With cancer cases growing worldwide and an increased number of late-stage diseases in elderly patients, there is an increasing need for an integrated approach. “Through evidence, cost, and acceptance of interventional oncology (IO), we can create value-based care and shift the treatment focus from volume to value”. This was the main take-home message presented by Thomas Helmberger (Public Hospital, Munich, Germany) at the European Conference of Radiology (ECR) 2022 (2–6 March, virtual).
Starting off the presentation, Helmberger provided some background on the future of patients with malignant diseases, with more patient cases currently in more and in less developed countries. He explained that “this growing number of patients translates to increasing cost and this demographic impact will challenge our healthcare systems”. He went on to explain that for example in colorectal malignomas 20–25% of patients exhibit stage four cancer, with the majority being elderly patients. He pointed out that this, therefore, means that we have to “deal with not only cancer but also comorbidities”. Discussing the “wave” of elderly patients, he explained the “Sisyphus effect”—more elderly expect to be fit and independent into older age, requiring more medical resources, creating more elderly patients.
Discussing the current developments in IO, Helmberger explained that IO techniques are resembling already known techniques, for example, radio-embolic techniques are resembling radiotherapy.
He drew attention to current issues in IO by making reference to an early closed randomised controlled trial (RCT) comparing surgery and percutaneous thermal ablation for hepatic metastases which had just recently illustrated drawbacks such as misconceptions about the eligibility criteria, unconscious bias towards surgery, and a lack of dedicated research nurses to name a few. The currently ongoing COLLISION RCT is dealing with the same comparison, however, it can be questioned to what extent artificial RCTs are still necessary for comparison to real-life data. Numerous studies over the past 15 years pointed to no difference in the overall survival in percutaneous thermal ablation compared to surgery in primary and secondary liver malignancies with diameters up to 3 cm (Otto et al, 2010; Lee et al, 2016). He also explained that combining transarterial therapies such as chemo- and radioembolisation can even enhance the therapeutical benefit of surgical and percutaneous ablative therapies (Hholami et al, 2020).

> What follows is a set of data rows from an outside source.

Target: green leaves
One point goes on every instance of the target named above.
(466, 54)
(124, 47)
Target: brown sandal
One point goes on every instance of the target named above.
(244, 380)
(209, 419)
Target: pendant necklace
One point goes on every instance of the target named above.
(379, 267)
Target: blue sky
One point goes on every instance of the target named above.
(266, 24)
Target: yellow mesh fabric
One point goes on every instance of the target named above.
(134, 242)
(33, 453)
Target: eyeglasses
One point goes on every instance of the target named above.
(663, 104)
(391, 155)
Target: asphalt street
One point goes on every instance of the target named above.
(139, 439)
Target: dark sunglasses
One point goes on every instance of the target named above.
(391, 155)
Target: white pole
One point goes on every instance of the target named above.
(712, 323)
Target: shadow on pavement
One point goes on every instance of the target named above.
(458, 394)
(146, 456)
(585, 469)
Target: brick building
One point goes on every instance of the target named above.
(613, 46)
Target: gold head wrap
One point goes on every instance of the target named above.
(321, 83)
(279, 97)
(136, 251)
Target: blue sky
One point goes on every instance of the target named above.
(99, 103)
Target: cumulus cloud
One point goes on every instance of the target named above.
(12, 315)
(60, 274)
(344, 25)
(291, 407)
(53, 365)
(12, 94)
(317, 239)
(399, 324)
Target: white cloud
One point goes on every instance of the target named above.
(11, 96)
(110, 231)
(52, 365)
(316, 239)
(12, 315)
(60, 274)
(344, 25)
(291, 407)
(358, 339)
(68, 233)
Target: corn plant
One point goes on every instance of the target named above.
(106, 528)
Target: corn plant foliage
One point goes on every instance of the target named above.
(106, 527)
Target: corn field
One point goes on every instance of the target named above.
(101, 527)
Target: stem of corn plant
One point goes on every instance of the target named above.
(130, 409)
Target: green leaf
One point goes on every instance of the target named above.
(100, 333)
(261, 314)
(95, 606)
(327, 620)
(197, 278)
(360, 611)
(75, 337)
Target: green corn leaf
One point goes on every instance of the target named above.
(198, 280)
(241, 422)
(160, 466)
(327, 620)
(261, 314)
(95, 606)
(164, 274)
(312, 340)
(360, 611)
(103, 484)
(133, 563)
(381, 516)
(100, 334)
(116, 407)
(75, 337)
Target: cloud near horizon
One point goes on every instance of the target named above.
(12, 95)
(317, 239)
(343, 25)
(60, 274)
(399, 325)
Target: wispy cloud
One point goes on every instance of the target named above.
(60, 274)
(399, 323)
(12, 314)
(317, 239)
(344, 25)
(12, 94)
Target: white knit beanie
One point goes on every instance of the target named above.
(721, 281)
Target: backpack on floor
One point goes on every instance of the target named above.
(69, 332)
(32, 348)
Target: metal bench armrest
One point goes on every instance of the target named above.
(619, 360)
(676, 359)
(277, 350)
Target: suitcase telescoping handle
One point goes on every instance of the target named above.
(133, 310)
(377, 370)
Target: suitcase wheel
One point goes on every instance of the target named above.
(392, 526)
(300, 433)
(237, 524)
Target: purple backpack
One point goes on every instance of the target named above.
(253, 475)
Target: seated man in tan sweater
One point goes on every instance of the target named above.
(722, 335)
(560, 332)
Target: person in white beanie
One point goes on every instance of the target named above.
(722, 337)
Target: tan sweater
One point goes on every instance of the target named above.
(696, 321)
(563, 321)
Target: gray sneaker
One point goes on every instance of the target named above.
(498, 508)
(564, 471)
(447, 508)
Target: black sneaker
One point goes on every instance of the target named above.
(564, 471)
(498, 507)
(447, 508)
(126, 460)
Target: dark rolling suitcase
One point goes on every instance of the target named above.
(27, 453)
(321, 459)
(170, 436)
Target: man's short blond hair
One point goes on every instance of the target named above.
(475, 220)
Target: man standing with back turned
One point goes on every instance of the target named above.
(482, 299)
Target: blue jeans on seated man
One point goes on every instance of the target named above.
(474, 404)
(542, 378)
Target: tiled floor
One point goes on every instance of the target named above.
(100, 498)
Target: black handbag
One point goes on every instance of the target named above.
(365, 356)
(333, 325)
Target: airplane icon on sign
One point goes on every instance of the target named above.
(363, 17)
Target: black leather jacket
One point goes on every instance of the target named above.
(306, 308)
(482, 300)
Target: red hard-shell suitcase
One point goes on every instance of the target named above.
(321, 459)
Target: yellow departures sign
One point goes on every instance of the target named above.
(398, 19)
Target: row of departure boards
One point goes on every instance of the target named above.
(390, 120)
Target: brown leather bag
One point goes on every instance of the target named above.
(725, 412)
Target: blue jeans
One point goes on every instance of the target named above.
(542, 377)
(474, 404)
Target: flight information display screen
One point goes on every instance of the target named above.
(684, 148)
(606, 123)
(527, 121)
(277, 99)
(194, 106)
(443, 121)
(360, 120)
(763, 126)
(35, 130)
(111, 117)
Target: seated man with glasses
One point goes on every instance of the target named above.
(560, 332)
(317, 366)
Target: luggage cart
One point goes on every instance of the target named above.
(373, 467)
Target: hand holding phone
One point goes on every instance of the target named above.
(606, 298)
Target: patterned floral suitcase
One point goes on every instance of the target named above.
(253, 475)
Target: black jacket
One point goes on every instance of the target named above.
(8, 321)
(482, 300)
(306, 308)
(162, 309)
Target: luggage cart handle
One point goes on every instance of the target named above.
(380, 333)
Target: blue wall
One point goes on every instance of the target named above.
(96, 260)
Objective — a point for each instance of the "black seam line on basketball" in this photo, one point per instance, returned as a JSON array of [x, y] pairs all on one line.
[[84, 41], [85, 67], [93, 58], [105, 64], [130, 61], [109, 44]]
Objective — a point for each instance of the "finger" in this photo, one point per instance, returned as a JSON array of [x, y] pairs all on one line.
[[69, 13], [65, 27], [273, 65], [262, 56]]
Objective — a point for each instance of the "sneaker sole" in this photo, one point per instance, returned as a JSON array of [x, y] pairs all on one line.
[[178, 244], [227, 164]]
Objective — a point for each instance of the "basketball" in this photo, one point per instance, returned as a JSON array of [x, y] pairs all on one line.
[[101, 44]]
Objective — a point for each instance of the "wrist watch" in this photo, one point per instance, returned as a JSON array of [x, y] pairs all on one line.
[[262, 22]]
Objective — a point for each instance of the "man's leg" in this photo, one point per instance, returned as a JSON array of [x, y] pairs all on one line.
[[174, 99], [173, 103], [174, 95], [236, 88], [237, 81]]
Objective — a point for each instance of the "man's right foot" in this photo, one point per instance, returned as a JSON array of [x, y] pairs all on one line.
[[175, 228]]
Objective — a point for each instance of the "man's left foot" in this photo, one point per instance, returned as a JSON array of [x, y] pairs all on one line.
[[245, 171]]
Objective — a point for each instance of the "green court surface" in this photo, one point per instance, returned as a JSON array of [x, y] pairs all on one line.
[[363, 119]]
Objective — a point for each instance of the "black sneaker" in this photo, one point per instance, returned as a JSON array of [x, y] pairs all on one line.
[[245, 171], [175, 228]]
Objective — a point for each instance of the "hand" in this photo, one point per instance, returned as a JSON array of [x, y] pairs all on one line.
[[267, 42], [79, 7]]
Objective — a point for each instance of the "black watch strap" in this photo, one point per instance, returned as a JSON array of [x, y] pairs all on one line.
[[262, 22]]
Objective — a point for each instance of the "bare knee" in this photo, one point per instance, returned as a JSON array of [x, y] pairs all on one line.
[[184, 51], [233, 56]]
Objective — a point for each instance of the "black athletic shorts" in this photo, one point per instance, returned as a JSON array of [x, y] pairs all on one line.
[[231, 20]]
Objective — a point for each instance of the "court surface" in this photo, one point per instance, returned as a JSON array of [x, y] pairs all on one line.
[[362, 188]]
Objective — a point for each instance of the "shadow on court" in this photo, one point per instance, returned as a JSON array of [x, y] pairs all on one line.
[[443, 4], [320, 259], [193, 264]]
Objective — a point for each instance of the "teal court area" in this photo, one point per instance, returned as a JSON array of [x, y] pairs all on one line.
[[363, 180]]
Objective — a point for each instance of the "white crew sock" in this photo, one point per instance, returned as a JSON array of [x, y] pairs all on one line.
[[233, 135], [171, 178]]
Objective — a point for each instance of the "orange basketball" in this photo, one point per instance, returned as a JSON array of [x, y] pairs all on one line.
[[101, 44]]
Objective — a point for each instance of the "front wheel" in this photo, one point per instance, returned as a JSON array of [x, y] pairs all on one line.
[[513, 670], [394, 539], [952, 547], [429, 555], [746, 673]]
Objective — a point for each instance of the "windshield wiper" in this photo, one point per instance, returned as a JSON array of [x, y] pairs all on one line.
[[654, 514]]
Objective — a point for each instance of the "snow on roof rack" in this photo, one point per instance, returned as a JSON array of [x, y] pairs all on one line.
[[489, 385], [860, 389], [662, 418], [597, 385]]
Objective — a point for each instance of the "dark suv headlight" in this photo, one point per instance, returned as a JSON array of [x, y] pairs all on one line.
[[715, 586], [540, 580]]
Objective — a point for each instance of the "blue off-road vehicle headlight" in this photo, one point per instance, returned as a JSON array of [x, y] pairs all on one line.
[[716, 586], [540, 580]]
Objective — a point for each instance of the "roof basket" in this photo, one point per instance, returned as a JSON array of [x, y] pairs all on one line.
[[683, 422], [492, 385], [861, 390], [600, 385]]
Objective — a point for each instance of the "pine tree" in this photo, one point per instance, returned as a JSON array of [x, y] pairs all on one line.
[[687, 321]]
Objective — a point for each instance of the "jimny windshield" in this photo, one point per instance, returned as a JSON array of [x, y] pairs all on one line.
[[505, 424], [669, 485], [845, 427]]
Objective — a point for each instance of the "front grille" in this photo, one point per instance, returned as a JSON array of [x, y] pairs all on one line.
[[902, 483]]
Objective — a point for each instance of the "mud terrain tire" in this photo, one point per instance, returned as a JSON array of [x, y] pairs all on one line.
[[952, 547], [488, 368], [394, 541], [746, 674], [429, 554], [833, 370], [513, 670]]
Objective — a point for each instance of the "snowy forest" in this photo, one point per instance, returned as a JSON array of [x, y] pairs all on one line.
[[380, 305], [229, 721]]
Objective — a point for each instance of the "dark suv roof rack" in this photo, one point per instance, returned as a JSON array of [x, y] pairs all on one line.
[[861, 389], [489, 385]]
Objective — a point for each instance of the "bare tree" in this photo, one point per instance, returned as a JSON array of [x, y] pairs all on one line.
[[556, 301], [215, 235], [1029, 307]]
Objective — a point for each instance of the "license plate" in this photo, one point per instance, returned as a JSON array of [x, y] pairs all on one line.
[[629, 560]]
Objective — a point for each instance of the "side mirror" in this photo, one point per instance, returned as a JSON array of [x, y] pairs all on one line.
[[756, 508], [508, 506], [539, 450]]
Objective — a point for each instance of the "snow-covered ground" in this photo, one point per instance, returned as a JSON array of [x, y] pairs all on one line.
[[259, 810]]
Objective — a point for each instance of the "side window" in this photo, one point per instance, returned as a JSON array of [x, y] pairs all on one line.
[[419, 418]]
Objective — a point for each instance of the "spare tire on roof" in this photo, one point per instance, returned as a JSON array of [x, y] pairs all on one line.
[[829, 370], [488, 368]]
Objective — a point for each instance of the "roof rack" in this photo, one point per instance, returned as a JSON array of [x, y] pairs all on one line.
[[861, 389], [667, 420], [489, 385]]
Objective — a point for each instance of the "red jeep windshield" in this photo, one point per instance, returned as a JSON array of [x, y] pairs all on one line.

Helmberger raised the important factor of cost, with healthcare costs presenting differently in each country and between interventional approaches, with local ablation therapies usually costing less. However, in the sense of cost-effectiveness, Helmberger explained it is of limited use to only analyse a single procedure cost, as this does not provide sufficient information on the overall process costs. According to Helmberger, the effectiveness of IO is proven through evidence, cost, but still less acceptance, since “many guidelines and recommendations from professional societies are reluctant to implement interventional radiology techniques”. However, he stressed that IO embedded into interdisciplinary therapy concepts will optimise treatments to be given at the right time during a disease continuum. In doing so, he claims we can create more and more “value-based care”, which remains a central challenge in times of increasingly limited resources.